Simulated effects of ASR injection and withdrawals in the Floridian aquifer system near Lake Okeechobee Florida - a first approximation

The primary objective of this study is to assess the potential effects of injecting and then withdrawing 1.0 bgd of water into the Upper Floridan aquifer near Lake Okeechobee on changes in Floridan aquifer system heads near the well sites and north of the lake. The project objectives will be met by simulating the effects of injecting, and then withdrawing, water near Lake Okeechobee on the Floridan aquifer flow system using the USGS ‘Mega’ model (Sepulveda, 2002). The Mega model extends from the Suwannee River south to the middle of Lake Okeechobee, and from coast to coast. The model has a constant surficial aquifer fixed head array and is vertically discretized to simulate ground-water flow in both the Upper and Lower Floridan aquifers. The model input files, which are presently formatted for inclusion in the original version of the MODFLOW model, will need to be converted to the newer USGS MODFLOW-2000 format (Harbaugh and others, 2000). The locations of injection/withdrawal sites and accompanying rates will be provided by project development team members. Because of the close proximity of the model’s southern boundary to the proposed injection sites, the model cannot be used to evaluate the possible effects of injections and withdrawals to areas south of the lake.

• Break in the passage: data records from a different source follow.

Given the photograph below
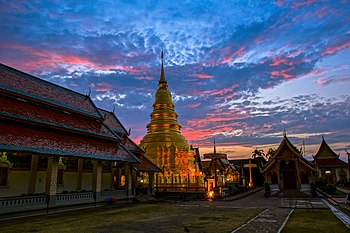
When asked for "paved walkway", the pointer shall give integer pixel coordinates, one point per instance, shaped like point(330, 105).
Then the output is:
point(343, 217)
point(306, 203)
point(269, 221)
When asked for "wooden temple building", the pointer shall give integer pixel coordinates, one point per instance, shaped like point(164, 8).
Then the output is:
point(219, 173)
point(166, 147)
point(58, 149)
point(288, 169)
point(329, 165)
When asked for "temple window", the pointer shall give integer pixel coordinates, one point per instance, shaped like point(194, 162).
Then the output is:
point(5, 166)
point(61, 168)
point(304, 178)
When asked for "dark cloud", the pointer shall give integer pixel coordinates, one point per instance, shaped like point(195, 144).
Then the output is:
point(219, 57)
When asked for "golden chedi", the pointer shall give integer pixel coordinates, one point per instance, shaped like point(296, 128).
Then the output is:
point(164, 144)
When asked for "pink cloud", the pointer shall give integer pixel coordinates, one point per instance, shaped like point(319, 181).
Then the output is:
point(342, 78)
point(52, 59)
point(149, 78)
point(282, 73)
point(302, 3)
point(202, 76)
point(277, 61)
point(239, 53)
point(193, 105)
point(103, 87)
point(335, 49)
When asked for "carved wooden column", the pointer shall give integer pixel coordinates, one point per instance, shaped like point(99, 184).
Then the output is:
point(51, 181)
point(80, 174)
point(279, 176)
point(97, 179)
point(33, 174)
point(128, 180)
point(150, 183)
point(298, 174)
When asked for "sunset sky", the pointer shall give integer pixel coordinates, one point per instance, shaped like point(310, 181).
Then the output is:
point(239, 71)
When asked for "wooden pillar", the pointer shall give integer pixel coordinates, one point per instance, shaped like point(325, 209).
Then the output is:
point(298, 174)
point(33, 174)
point(133, 181)
point(51, 181)
point(150, 183)
point(97, 179)
point(128, 181)
point(279, 176)
point(80, 174)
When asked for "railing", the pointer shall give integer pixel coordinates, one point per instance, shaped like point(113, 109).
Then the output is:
point(179, 187)
point(119, 194)
point(39, 202)
point(75, 199)
point(16, 204)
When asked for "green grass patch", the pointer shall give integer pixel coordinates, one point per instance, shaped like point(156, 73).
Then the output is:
point(137, 218)
point(314, 221)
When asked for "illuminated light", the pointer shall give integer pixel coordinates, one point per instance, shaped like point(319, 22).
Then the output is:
point(210, 194)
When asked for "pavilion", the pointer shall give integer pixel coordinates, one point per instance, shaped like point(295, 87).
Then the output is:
point(58, 149)
point(329, 165)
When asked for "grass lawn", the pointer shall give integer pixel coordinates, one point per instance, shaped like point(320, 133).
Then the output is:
point(137, 218)
point(309, 221)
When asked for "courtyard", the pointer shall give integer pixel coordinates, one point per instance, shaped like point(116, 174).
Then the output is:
point(253, 213)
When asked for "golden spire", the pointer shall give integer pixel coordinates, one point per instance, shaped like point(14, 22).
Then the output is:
point(214, 147)
point(162, 80)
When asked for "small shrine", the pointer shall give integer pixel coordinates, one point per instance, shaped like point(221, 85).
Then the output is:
point(329, 165)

The Comprehensive Everglades Restoration Plan's (CERP) Aquifer Storage and Recovery (ASR) project proposes to inject and then withdraw up to 1.0 billion gallons per day (bgd) of surface water into and out of the Upper Floridan aquifer during wet and dry weather conditions at selected sites near Lake Okeechobee. Concern exists, however, that the injection and withdrawal of such large volumes of water may affect water levels in the Floridan aquifer system for considerable distances away from the proposed well sites in South Florida. As a result, project team scientists agree that a regional GW-flow model will eventually be needed to evaluate the magnitudes and extents of head changes resulting from ASR operations. At this time, however, uncertainty exists in just how far the northern boundary for such a model would need to be extended to avoid the undesirable effects caused by assignment of other than natural aquifer boundaries (i.e., constant head or flux boundaries). Also, because water-use data collection represents such a large investment of manpower in the construction of any regional model, it is desired not to extend the boundary any further north than necessary.